Whereas Gazyva’s treatment path has already been established, as it is intended as a replacement for fellow anti-CD20 antibody Rituxan, Imbruvica and Zydelig are both oral drugs given until disease progression. That represents a big change from past treatment patterns, given that the disease traditionally was treated with chemotherapy and/or an anti-CD20 antibody for a fixed period.

There had been some uncertainty about how quickly physician prescribers would be willing to shift to a new treatment paradigm, but judging by Imbruvica sales, physicians have embraced the change.

Results from a BioMedTracker survey of 22 specialists in January suggest that Imbruvica was most commonly being prescribed as a first-line treatment for those with 17p deletions – 54.5% of respondents said that they would often prescribe for this indication and 22.7% said that they would always prescribe Imbruvica in first-line 17p deletion patients.

There has been some speculation about whether the drug would be used off-label.

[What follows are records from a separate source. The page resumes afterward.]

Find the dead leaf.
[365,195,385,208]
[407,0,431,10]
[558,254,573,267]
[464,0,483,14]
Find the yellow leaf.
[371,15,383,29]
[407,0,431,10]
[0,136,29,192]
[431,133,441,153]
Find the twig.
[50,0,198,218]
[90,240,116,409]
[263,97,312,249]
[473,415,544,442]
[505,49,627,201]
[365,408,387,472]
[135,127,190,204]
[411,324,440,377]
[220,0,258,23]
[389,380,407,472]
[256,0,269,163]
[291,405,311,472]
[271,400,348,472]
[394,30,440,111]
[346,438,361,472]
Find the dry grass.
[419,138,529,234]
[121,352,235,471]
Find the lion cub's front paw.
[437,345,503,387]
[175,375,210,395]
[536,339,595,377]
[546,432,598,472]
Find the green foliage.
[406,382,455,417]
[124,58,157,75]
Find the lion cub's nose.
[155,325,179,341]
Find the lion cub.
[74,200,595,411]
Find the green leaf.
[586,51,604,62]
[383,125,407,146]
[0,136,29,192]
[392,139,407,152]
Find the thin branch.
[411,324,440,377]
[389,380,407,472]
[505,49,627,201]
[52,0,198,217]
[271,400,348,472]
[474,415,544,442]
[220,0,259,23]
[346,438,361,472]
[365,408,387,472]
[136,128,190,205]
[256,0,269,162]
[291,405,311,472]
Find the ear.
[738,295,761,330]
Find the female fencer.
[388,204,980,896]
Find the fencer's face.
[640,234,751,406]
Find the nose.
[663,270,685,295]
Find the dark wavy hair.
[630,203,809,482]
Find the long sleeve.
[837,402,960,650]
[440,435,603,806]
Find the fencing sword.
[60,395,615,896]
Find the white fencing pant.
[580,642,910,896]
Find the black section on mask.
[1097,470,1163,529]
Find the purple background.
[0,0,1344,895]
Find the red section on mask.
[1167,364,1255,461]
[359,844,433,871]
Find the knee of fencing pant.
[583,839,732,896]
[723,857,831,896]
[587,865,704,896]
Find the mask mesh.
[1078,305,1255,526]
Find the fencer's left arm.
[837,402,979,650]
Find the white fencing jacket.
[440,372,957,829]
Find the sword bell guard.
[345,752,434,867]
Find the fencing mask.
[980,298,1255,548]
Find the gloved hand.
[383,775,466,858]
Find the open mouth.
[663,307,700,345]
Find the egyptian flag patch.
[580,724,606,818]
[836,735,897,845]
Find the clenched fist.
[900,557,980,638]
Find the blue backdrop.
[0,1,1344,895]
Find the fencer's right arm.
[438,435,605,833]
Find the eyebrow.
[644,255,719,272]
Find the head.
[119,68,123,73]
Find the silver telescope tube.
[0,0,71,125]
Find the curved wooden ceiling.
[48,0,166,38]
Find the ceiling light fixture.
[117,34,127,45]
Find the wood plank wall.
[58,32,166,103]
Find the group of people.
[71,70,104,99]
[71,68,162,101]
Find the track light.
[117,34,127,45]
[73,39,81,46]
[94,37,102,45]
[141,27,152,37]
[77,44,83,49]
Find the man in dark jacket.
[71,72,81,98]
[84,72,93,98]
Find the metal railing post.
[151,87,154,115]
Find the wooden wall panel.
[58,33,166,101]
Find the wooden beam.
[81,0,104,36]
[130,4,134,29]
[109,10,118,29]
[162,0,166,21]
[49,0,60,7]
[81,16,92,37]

In the survey, 40.9% said they would rarely prescribe Imbruvica for off-label use as a first-line treatment to patients without 17p deletions, and 27.3% said they would often prescribe for this indication.

Compared to Imbruvica, Zydelig labeling is more restrictive. Gilead’s PI3 kinase inhibitor is FDA-approved for use with Rituxan in relapsed CLL in cases where Rituxan alone would be considered appropriate due to comorbidities, which is a later line of relapse therapy compared to Imbruvica, which is approved for use after one prior treatment.

In BioMedTracker’s February survey, 40.9% said that they would prescribe Zydelig rarely for first-line treatment in patients without 17p deletions and 13.6% said they would often prescribe it for this indication.

When it came to forecasting plans for future use, doctors indicated plans to use Imbruvica more than Zydelig across indications. However, overall, 68% of respondents said that they planned to use both Imbruvica and Zydelig often or always.

The survey also presented physicians with early trial data for Roche’s investigational oral BCL-2 inhibitor venetoclax (ABT-199) in relapsed/refractory CLL. Results indicated that if approved, this drug would be used at a similar level as Imbruvica and Zydelig, but lead author Jolene Lau concluded that Phase III data “will strongly affect eventual uptake,” particularly data on duration of response and side effects.